Monday, February 18, 2013

How to ride the wave

I recently did a Shamanic journey where I asked for guidance on working with my mare Diva. This is what I was shown.

I was met in the Lower world by a mermaid. She motioned for me to follow her. I dove in and found I had 'mermaid legs' as well. She took me the ocean. It was here that she brought my attention to the waves. The waves are always there. Sometimes big, sometimes small, sometimes violent, and sometimes calm. But nevertheless, they are always there.

"We can choose to ride on top of the wave for a pleasant ride to the shore. Or we can tumble with the wave for a bumpy ride to shore. Either way you will still make it to the shore. There is no wrong answer but just a matter of choice."

She told me the way back was on the sea floor and that once I dove in I would know how to find me way back. Concerned that I would be alone I asked if she as coming with me. She replied that in fact she was coming with me but that I was to lead the way and she would be there if help was needed. I dove down and just past the corral was the pathway back. It seemed so clear and simple. To just trust and move forward.

It was a very short and very succinct journey. The message was simple and clear. Be consistent with her. By making a choice to work with her on a regular basis I will be able to ride the top of the wave with her. But working inconsistently with her will result in a more turbulent wave. Neither will be wrong, it will just be a matter of choice as to how I got there.

I know this seems so simple but when it comes to personal animals I tend to get in my own way and think too much. Doing this journey allowed me to get out of my own way, follow my inner guide to hear the information that was here for me all along but from a different perspective. The imagery of the wave was interesting to me. I don't tend to connect to the ocean as much as mountains. The ocean is somewhat daunting to me. It felt fluid and supportive of me. It felt full of opportunity. I enjoyed being taken to a place that I am not comfortable with in order to see things from a different
perspective.

Speaking of an uncomfortable place...isn't it curious that my most current blogs have been ocean related? Fun.

How are you going to ride the wave?

Tuesday, February 12, 2013

Sharks in the Water

Recently I received a Reiki session from a friend. I haven't had a specific Reiki session in years and I have never worked with this practitioner before but knew her from other circumstances.

The session itself was lovely, revealing, unnerving, and gentle. It was an eye opening experience for me. I enjoyed being with a practitioner as gentle and nurturing as she was. It is something that doesn't always come easy for me.

During the session I had an out of body experience where I watched an essence of my being leave my body. It wasn't scary to observe but noted that it was just interesting. The sensation that I had of this essence leaving was one of letting go of what is no longer serving. It was an aspect of me that was no longer serving a beneficial and uplifting purpose, so it had to go. That is the last thing I remembered in conscious awareness. The next thing I knew I heard a shriek, similar to the beings that rode the black horses on The Lord of the Rings. I felt myself come back into my body and being in pain. I hurt everywhere, like it wasn't my body that I came back into. I just envisioned the pain flowing through my arms and down and out my finger tips. It didn't stop the pain but I at least gave it somewhere to go instead of just getting 'stuck' in me. Interestingly, I could not remember where I went for that period of time. At the time I was just having glimpse of me standing amongst guides I now feel to be protective regarding me.

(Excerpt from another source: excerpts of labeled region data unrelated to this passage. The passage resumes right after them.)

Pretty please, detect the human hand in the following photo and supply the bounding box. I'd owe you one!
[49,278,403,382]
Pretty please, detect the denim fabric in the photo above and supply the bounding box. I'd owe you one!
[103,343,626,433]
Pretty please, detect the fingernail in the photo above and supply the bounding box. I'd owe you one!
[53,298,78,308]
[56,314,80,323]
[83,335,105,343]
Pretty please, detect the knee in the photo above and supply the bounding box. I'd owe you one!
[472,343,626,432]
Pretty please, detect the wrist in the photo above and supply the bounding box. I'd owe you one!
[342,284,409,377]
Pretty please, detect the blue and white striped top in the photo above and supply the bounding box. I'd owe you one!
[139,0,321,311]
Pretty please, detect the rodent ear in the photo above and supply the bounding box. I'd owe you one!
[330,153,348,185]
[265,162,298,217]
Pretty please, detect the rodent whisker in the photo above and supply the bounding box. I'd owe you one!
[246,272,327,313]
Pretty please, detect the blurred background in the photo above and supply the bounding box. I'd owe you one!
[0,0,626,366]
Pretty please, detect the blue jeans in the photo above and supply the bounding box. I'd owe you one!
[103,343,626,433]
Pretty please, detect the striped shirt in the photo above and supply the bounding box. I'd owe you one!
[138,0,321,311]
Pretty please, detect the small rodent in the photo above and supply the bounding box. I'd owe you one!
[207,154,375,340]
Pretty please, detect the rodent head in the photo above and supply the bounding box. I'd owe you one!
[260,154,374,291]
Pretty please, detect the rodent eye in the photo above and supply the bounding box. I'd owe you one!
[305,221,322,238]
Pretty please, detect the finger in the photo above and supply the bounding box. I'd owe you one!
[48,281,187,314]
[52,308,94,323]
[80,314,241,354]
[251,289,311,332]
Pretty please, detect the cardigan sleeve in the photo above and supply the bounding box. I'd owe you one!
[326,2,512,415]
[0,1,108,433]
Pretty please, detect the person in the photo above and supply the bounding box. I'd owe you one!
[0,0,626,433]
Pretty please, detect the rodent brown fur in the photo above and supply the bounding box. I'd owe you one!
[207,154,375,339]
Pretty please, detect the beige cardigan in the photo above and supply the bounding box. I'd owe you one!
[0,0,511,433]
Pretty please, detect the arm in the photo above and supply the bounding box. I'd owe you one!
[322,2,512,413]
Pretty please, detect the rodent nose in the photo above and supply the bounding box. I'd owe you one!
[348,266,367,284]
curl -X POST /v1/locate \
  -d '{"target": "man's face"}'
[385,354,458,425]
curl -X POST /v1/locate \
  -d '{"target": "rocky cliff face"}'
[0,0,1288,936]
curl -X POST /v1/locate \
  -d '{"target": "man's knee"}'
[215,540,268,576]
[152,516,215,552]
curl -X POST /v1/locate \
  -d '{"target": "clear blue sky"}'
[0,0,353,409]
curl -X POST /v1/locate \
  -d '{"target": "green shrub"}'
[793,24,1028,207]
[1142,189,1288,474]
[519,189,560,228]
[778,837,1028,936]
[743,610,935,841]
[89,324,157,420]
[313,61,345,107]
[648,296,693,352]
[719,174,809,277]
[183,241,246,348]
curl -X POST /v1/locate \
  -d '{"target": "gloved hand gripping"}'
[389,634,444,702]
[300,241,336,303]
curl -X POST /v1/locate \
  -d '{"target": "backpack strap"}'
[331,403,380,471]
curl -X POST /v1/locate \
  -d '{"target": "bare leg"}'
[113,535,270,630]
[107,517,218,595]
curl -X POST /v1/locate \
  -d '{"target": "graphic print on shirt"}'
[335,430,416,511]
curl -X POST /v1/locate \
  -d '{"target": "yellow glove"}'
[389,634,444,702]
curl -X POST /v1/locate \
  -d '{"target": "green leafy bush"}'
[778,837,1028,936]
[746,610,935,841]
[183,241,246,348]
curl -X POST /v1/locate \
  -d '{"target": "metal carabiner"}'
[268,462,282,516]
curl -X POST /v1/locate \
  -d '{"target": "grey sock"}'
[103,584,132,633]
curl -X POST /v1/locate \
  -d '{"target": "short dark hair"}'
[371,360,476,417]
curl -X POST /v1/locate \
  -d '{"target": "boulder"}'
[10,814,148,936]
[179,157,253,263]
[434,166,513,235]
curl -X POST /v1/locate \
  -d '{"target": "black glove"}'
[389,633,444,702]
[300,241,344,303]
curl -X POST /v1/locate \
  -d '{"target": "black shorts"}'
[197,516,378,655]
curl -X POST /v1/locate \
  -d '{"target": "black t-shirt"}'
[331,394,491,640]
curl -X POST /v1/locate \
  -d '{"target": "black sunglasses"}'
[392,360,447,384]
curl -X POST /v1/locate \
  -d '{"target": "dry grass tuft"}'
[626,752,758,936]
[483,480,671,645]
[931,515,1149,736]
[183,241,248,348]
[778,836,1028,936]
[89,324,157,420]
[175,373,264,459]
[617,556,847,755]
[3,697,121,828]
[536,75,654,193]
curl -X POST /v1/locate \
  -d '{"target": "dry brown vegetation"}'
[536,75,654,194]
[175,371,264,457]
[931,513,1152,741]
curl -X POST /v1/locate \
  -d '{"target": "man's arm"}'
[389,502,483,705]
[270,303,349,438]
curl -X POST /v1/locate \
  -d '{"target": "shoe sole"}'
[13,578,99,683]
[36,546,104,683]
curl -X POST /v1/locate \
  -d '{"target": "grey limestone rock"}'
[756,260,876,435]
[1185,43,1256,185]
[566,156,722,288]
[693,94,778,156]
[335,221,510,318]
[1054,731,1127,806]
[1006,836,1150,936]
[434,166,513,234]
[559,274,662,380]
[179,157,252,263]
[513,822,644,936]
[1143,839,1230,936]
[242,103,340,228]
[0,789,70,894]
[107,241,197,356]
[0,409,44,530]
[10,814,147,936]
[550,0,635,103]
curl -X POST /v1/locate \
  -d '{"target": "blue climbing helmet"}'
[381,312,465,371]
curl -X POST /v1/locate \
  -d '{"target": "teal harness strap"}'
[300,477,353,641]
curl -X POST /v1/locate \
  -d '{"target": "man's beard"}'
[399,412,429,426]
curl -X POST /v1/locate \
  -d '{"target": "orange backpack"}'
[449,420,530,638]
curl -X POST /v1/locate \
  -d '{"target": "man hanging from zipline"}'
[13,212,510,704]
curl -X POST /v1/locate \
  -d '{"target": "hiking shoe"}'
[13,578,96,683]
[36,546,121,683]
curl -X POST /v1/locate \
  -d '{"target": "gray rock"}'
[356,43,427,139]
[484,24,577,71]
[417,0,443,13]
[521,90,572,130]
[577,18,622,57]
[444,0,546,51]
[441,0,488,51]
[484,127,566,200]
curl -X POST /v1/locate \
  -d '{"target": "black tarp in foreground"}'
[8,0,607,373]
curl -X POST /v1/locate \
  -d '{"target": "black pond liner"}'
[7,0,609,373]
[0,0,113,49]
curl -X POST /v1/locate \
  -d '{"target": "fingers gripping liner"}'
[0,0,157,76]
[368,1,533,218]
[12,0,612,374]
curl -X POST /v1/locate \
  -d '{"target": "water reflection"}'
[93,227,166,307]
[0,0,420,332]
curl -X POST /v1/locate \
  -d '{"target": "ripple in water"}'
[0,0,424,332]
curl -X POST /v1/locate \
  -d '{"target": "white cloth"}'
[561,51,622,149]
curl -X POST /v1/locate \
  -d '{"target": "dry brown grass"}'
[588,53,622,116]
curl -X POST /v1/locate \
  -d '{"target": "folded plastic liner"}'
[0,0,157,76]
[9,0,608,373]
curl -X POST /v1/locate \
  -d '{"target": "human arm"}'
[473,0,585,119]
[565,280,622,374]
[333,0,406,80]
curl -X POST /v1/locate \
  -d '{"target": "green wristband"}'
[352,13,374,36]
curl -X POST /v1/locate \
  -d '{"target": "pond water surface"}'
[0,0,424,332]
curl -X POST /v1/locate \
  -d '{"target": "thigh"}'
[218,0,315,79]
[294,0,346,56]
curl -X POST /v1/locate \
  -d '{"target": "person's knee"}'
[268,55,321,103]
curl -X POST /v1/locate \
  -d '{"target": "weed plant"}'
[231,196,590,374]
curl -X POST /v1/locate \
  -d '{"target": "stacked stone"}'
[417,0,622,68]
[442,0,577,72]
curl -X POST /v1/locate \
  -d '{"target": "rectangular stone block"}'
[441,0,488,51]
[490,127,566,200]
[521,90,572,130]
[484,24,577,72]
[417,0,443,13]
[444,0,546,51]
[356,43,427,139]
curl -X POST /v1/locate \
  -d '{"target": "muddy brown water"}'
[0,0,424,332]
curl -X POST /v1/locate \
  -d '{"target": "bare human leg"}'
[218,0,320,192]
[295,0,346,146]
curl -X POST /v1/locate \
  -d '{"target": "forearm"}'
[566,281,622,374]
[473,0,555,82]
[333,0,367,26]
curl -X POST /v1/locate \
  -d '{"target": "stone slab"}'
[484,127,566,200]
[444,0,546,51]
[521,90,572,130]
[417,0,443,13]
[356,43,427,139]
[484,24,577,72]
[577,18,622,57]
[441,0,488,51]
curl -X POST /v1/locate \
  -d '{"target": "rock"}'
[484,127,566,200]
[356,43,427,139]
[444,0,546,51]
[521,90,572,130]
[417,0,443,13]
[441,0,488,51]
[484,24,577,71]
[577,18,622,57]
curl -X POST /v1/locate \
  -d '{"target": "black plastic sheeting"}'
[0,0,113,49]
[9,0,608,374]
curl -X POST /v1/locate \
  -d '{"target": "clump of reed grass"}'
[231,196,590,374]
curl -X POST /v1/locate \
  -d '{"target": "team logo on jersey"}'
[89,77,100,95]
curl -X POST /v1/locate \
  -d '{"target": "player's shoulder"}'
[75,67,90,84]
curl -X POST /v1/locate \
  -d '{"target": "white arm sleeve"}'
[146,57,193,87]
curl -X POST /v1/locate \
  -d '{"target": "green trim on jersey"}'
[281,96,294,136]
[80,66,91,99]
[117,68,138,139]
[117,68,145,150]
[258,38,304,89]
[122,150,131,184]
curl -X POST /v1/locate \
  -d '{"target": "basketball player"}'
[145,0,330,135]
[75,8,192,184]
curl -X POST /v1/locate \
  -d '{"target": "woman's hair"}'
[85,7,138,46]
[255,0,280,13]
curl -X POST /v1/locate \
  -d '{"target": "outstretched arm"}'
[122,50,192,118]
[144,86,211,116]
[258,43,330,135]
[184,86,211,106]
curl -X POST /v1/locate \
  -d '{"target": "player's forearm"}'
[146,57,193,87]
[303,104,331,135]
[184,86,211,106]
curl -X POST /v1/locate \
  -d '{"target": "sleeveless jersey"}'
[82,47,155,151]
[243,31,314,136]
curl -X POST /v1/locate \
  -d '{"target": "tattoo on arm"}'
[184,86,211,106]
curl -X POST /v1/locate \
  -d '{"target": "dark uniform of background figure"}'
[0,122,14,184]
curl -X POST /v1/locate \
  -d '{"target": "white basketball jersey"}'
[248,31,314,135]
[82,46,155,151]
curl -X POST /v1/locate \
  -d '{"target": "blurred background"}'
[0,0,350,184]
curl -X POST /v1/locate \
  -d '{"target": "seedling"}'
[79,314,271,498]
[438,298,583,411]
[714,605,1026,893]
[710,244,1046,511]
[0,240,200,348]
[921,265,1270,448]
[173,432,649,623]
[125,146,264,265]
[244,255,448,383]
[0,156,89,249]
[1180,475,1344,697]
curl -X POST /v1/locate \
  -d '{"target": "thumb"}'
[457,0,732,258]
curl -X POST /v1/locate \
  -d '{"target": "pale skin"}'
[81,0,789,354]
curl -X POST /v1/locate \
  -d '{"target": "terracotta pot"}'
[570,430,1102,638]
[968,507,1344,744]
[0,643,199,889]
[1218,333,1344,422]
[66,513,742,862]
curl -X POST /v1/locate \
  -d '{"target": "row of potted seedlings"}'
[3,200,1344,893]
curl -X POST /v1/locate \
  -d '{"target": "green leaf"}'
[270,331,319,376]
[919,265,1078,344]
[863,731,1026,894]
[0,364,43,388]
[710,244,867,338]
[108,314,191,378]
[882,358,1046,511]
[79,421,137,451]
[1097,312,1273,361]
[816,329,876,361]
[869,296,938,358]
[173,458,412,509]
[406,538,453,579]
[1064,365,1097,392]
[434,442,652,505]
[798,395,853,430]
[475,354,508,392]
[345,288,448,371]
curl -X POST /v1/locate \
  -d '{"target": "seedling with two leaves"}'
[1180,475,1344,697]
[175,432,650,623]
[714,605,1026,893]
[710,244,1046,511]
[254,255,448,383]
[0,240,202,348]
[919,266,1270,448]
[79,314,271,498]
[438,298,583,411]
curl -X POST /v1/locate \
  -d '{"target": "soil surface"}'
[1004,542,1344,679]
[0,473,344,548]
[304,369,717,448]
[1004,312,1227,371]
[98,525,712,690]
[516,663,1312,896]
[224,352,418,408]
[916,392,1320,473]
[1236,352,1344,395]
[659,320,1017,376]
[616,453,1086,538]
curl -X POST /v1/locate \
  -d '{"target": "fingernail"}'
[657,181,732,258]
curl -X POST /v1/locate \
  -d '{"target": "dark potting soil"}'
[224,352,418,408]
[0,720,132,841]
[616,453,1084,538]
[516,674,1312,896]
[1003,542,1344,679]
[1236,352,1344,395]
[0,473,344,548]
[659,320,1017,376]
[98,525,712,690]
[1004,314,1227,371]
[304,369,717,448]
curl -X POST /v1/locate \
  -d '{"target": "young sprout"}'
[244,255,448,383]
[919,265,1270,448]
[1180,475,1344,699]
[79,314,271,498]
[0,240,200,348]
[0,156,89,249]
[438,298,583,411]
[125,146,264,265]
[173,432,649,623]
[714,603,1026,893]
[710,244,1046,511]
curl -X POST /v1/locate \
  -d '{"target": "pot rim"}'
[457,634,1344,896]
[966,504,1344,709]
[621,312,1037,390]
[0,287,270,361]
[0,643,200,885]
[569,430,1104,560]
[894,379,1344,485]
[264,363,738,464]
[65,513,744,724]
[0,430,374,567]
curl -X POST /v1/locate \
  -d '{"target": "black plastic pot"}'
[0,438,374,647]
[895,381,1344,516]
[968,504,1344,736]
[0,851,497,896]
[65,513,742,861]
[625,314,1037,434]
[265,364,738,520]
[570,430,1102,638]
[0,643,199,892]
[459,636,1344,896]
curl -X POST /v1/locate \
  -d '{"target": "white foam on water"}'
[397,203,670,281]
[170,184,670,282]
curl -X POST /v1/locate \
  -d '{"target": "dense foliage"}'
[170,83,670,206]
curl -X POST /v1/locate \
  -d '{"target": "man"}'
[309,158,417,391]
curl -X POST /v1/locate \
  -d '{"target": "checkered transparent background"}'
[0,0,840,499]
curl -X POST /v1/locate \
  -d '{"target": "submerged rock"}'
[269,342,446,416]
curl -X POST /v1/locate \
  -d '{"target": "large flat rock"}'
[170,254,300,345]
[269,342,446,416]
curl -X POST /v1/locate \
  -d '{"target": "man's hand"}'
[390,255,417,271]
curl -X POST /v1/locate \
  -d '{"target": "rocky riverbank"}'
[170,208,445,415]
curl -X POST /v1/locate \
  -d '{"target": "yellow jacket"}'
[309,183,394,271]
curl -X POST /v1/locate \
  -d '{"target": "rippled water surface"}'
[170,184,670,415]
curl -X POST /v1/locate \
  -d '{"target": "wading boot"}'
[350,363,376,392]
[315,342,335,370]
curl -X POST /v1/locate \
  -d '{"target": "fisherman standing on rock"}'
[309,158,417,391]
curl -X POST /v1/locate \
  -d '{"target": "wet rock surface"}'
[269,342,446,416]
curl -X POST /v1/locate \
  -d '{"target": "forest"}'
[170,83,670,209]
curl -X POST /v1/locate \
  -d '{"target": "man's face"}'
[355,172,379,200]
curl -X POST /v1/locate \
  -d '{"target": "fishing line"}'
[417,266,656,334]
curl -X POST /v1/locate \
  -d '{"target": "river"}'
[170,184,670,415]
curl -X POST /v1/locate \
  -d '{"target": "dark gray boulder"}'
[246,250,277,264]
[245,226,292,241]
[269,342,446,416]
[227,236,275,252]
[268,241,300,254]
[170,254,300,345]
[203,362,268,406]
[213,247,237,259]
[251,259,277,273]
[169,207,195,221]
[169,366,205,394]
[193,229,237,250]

The following hours were challenging for me to work through. What had happened? Where did I go and why did I leave? Why did it feel like I was unfinished? All the answers began to come to me as I quieted my mental chatter, connected to the feel of the session, and talked it through with my mentor and friend.

Interesting, I never did clear up the picture to where I went during that time. At least not until last night....

Shawn and I were watching a program about the deep sea. In one scene they showed a shark living in the depths of the ocean. I had this flash of remembrance but the more I tried to focus on it the harder it was to see it. So I let it go. As I laid in bed ready to fall asleep I remembered the shark and this time the whole picture came together.

I was on a large vessel of some sort in the ocean and they had dropped a shark observing cage into the water. I was viewing myself from above talking with the guides. They wanted me to get into the cage to be safe from the sharks while I viewed them. I didn't want to get into the cage because I felt the cage provoked the sharks aggressive behavior. I felt I would be safer if I just jumped into the water with them. They would be curious of me but not feel as though I was a threat to them. Before a decision was made I was brought back to my conscious awareness by the shriek.

The shark cage is very symbolic to me. How many times in life do we throw up our guard, put on a facade, or submit to our ego? When we let down our barriers, trust in our authentic divine self we will always be safe. When we put faith and trust in kindness and compassion we will always be safe. Just because we are in shark infested waters doesn't mean that we are in danger.

Can you jump in without the shark cage?

Symbolism of the ocean and the shark-

The shark represents femininity, protection, perceptive of surroundings, and fearlessness. Taking an active role in life (if sharks stop swimming they will sink and drown).

The ocean represents femininity, endless possibility, fertility, formless, and purity.